Similarly, a plot for all countries in the continent I come from is produced, where the country variable is mapped on both the colour and group aesthetic to show the countries by different colour but also group them together when computing line of best fit.
# create the plot
ggplot(continent_data, mapping = aes(x = year , y = lifeExp, colour= country, group =country))+
geom_point() +
geom_smooth(se = FALSE) +
labs(title = "Oceania Change in Life Expectancy 1952-2007")
## `geom_smooth()` using method = 'loess' and formula 'y ~ x'

NULL
## NULL
Finally, using the original gapminder data, I produced a life expectancy over time graph, faceted by continent.

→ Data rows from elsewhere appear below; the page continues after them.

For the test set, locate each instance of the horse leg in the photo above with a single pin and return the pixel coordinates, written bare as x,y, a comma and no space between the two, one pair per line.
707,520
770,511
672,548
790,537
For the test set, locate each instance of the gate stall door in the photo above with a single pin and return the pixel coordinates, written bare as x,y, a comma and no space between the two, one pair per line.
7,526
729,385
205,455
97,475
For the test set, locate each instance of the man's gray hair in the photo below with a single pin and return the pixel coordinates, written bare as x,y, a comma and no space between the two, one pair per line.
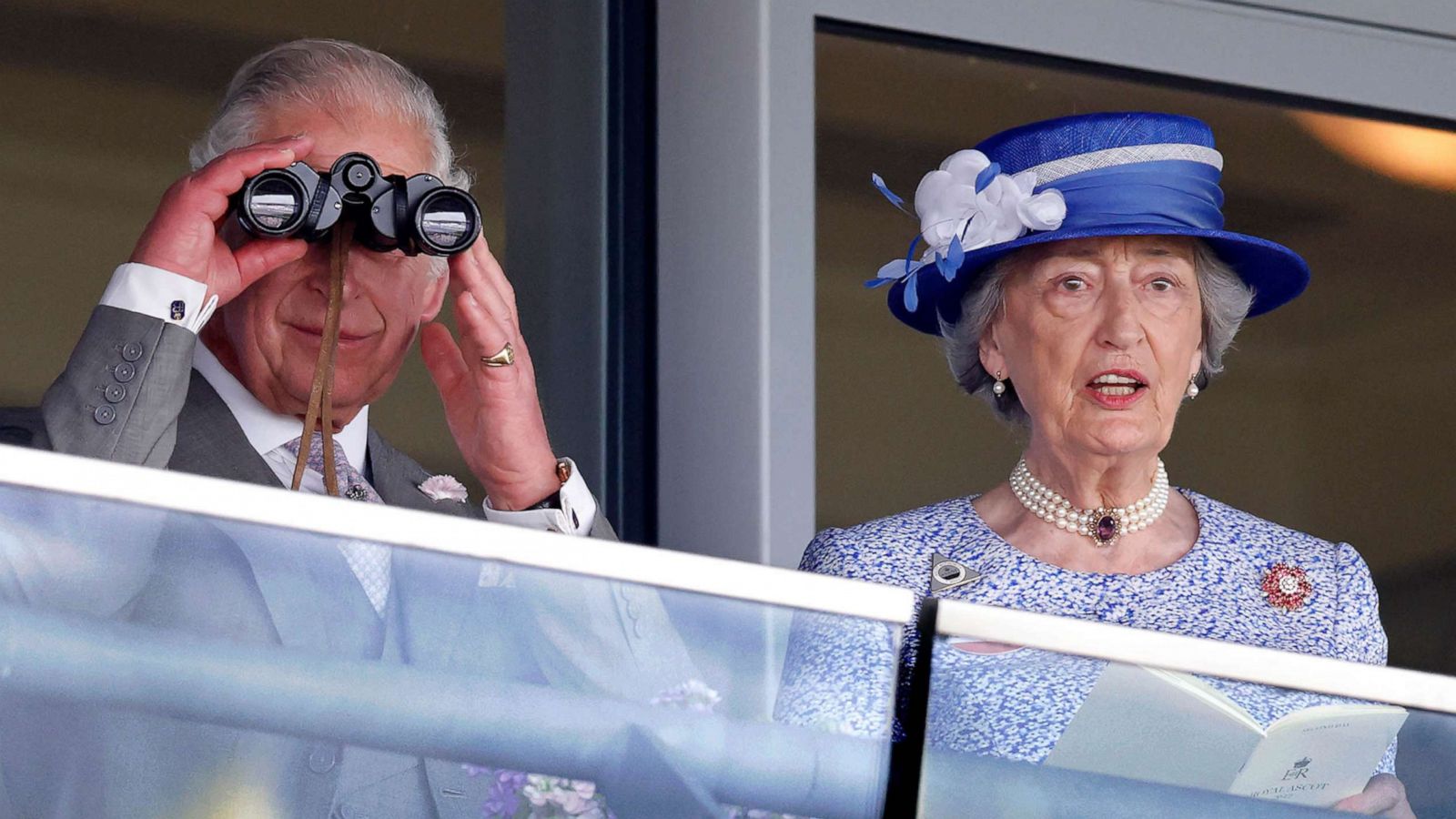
1225,305
334,76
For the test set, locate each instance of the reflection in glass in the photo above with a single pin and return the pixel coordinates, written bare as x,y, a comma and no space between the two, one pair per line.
1053,727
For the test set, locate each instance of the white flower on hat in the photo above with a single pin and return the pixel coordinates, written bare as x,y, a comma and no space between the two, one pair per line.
967,205
968,198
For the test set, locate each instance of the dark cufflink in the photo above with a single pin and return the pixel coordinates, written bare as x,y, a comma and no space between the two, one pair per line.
946,573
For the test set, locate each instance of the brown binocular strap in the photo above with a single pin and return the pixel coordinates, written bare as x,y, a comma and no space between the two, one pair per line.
320,398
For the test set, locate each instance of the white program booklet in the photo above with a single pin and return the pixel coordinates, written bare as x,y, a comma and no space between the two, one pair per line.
1177,729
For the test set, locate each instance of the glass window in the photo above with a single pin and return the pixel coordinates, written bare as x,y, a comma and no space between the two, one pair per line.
1331,414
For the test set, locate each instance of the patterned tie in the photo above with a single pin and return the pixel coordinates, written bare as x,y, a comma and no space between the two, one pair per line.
369,561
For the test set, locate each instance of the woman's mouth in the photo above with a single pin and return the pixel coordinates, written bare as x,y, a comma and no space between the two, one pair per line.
1117,388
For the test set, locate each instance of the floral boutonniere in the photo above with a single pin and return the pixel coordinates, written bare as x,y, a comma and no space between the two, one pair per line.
1286,586
443,487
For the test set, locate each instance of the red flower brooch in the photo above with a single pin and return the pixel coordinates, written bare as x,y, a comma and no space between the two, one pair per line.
1288,586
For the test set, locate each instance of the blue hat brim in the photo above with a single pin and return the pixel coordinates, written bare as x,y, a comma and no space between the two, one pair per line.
1274,273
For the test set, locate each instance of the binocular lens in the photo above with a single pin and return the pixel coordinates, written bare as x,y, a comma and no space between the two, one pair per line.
448,222
276,203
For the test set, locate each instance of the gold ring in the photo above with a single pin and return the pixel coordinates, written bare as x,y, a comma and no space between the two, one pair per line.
504,359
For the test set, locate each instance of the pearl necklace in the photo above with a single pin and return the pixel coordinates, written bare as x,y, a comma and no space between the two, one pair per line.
1103,525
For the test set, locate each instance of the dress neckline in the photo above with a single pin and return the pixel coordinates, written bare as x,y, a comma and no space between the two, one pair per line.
1196,550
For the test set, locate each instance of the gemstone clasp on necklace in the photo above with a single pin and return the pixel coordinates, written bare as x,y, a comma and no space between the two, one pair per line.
1108,526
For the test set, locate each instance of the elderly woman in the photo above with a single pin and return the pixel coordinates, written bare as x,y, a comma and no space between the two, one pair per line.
1084,285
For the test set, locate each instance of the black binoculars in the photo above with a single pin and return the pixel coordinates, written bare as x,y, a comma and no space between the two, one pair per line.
417,215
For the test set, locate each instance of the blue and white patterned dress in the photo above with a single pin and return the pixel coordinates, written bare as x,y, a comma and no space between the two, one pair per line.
1016,703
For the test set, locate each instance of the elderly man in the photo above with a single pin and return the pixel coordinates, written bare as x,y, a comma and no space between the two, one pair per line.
162,379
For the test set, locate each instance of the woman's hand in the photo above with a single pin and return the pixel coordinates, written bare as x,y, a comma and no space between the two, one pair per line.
1383,796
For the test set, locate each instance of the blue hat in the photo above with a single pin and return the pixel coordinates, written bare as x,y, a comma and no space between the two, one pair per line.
1070,178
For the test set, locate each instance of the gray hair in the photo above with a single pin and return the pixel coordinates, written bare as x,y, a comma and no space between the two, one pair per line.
334,76
1225,305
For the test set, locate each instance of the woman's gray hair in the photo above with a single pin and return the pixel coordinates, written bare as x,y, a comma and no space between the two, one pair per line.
1225,303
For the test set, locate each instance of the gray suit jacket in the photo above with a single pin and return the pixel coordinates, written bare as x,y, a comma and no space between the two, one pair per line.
238,583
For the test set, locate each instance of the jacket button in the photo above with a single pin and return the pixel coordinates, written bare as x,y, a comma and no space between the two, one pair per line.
322,760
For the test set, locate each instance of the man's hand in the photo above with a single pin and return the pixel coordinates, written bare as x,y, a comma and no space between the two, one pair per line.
494,413
182,237
1383,796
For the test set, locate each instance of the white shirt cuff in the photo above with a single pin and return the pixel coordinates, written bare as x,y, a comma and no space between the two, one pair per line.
159,293
575,516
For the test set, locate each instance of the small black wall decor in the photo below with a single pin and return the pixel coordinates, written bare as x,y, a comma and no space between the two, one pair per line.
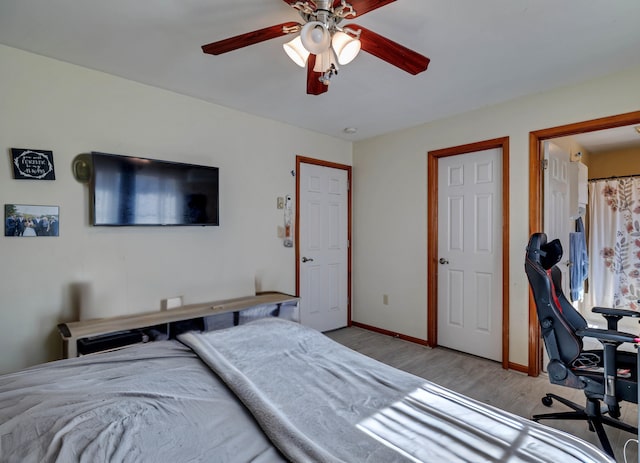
30,164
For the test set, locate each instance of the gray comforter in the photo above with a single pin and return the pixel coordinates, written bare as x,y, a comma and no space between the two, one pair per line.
302,398
319,401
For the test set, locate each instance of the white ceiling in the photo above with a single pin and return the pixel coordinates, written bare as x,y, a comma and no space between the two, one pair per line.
482,52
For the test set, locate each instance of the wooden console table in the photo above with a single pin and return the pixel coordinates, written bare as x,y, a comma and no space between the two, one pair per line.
76,331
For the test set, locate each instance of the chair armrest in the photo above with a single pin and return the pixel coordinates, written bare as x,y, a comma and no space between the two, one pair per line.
608,335
613,316
616,312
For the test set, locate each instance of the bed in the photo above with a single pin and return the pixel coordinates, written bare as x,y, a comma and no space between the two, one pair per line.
266,391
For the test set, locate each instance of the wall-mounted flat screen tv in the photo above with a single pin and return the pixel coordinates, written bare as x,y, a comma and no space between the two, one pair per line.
129,190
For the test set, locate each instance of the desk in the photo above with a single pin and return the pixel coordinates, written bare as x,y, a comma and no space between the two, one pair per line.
81,330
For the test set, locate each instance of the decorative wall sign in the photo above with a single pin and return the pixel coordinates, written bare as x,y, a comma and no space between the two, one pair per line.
29,220
32,164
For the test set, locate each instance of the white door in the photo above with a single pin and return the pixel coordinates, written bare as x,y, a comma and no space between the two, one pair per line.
470,253
323,246
557,211
555,217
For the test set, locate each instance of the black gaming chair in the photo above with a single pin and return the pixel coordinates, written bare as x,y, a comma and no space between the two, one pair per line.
605,375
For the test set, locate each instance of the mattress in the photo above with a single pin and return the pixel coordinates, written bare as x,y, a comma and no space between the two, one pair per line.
270,390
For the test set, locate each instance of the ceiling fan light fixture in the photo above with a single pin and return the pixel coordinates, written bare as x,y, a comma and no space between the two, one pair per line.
345,46
297,52
315,37
324,61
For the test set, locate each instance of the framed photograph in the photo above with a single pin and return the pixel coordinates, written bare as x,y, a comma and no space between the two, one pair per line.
29,164
22,220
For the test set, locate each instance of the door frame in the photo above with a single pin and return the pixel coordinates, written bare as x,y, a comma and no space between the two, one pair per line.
536,138
432,238
334,165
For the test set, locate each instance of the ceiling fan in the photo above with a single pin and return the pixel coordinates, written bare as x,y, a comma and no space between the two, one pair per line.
323,44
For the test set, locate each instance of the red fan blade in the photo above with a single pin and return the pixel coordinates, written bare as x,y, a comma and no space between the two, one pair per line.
391,52
364,6
360,6
314,86
250,38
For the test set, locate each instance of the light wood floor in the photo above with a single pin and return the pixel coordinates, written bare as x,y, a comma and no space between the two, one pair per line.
486,381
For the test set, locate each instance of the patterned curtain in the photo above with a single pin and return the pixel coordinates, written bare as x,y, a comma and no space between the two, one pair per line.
614,243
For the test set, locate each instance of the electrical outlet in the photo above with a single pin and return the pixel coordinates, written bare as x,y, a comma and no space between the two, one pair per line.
171,303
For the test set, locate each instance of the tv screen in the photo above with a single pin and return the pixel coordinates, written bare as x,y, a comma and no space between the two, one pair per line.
137,191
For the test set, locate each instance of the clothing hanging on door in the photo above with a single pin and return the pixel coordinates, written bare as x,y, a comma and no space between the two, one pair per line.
579,261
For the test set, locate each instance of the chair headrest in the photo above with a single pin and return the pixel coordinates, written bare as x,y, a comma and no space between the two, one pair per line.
546,254
552,254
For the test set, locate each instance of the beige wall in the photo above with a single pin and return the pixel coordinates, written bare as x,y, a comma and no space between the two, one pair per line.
48,104
390,199
615,163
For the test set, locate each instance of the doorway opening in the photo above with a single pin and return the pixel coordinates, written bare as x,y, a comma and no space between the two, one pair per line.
536,203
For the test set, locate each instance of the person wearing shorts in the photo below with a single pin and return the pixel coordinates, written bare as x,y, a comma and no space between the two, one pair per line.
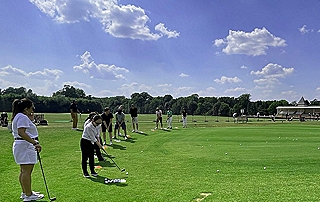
25,146
107,125
134,118
120,122
159,117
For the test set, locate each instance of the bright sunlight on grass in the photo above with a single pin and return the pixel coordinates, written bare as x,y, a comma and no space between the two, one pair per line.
211,160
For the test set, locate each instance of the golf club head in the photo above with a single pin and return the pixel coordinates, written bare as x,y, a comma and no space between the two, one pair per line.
53,199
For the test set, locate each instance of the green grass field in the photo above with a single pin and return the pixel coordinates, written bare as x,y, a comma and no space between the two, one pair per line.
211,160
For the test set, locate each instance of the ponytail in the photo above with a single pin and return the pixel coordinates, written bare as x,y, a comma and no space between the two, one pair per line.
19,105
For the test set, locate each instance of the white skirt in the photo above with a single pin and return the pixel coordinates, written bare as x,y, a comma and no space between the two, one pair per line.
24,152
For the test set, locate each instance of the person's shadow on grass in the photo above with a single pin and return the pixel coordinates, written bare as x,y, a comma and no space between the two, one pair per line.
101,179
117,146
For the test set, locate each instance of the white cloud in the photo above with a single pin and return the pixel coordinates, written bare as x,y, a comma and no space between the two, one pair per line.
122,21
225,79
76,84
100,71
249,43
171,34
45,74
183,75
303,30
165,85
237,89
273,71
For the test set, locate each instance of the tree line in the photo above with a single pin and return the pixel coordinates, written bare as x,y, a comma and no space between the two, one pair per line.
60,101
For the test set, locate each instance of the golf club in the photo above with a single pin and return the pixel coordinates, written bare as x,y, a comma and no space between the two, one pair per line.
122,170
45,182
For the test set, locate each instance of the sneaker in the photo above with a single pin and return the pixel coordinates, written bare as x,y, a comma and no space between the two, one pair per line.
23,195
94,174
33,197
86,175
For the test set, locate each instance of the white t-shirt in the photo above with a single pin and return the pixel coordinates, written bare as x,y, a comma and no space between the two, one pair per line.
22,121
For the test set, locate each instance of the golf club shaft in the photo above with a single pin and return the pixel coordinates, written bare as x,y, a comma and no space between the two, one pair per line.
112,159
44,178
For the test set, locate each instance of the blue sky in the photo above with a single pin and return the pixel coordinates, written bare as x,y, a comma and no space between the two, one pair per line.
269,49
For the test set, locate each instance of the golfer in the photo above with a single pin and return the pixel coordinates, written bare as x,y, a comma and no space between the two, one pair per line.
134,118
120,122
159,117
184,118
107,125
97,135
87,145
74,114
25,146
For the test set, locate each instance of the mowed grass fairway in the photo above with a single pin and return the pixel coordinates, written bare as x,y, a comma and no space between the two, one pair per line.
254,161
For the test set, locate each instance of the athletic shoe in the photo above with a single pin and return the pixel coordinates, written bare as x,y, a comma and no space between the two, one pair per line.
23,195
86,175
33,197
94,174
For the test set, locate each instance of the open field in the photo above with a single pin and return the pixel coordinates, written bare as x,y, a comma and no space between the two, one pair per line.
212,159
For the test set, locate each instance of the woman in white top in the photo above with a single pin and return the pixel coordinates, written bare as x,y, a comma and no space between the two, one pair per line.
87,145
25,146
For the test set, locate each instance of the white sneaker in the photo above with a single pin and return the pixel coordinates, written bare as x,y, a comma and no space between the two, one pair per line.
23,195
33,197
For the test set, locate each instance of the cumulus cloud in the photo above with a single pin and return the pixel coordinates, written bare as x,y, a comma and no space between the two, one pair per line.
99,71
183,75
249,43
225,79
121,21
237,89
303,30
273,71
45,74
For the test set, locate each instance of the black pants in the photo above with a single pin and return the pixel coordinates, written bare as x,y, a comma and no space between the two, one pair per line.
98,152
87,150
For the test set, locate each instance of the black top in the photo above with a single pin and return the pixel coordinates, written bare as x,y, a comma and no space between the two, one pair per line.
106,118
74,107
134,112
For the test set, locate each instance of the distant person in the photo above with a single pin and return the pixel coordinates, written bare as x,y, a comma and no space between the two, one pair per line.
87,145
25,145
169,118
74,114
107,125
134,118
159,117
97,135
234,115
184,118
120,122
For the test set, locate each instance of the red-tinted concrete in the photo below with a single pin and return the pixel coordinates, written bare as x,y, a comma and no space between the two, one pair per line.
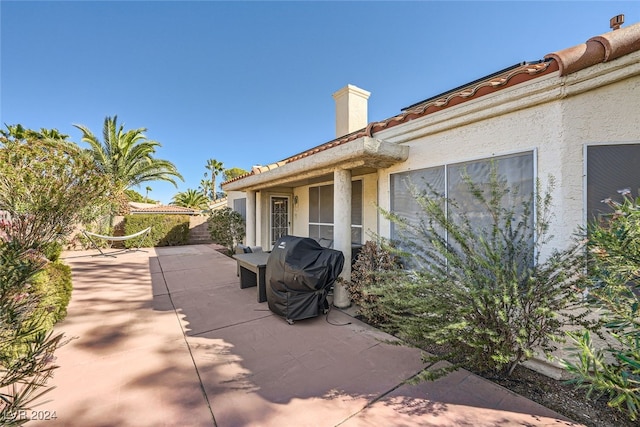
167,337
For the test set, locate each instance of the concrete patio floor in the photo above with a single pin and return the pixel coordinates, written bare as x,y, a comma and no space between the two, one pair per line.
167,338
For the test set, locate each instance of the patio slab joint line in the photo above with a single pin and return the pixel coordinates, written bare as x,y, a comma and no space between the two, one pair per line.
184,336
231,325
383,395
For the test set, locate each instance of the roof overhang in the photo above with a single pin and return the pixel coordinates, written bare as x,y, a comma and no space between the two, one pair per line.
362,155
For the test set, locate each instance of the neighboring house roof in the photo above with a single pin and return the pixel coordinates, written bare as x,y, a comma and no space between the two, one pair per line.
596,50
218,204
162,209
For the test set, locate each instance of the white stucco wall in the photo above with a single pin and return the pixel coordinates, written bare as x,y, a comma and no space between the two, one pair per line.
556,128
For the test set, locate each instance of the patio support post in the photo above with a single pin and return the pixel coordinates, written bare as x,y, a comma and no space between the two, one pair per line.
342,231
251,218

I removed all legends by adding the theme(legend.position="none") at the end of our ggplot.
# create the plot
ggplot(data = gapminder , mapping = aes(x = year, y = lifeExp, color= continent))+
geom_point() +
geom_smooth(se = FALSE) +
facet_wrap(~continent) +
theme(legend.position="none") + # remove all legends
labs(title = "World Change in Life Expectancy 1952-2007 Faceted by Continents") +
NULL
## `geom_smooth()` using method = 'loess' and formula 'y ~ x'

After plotting the graphs, we can have a careful look at them. Several observations can be made, especially on the differences among continents:
Geneal Trend: First and most general observation is that the life expectancy in all continents have been increasing in the past years since 1952, likely because of development in technology that improved everyone’s life quality. Besides, in all continents apart from Oceania, which has too small a sample size of only two countries, the rate of increase in life expectancy is slowing down. This signifies to a degree a halt of significant development in life sciences and related technologies.
By Continent: Going down to the continent level, Oceania has the highest life expectancy, followed closely by America and Europe, whereas Asia and Africa lie further behind. Such difference represents to a degree the difference in wealth level and average living standards among continents. Furthermore, interesting patterns can be observed in distribution of life expectancy of each country within each continent. Oceania has only two countries and their life expectancy are rather similar. In Europe, most countries have rather long and similar life expectancies, apart from one outlier which was extraordinarily low from 1950 to 1990 but caught up since then. This suggests that most countries in Europe are quite well developed, perhaps apart one which only caught up after 1990. On the other hand, Africa, America and Asia have much wider distribution in life expectancy by country, showing that the level of wealthiness and development in these continents are more differentiated.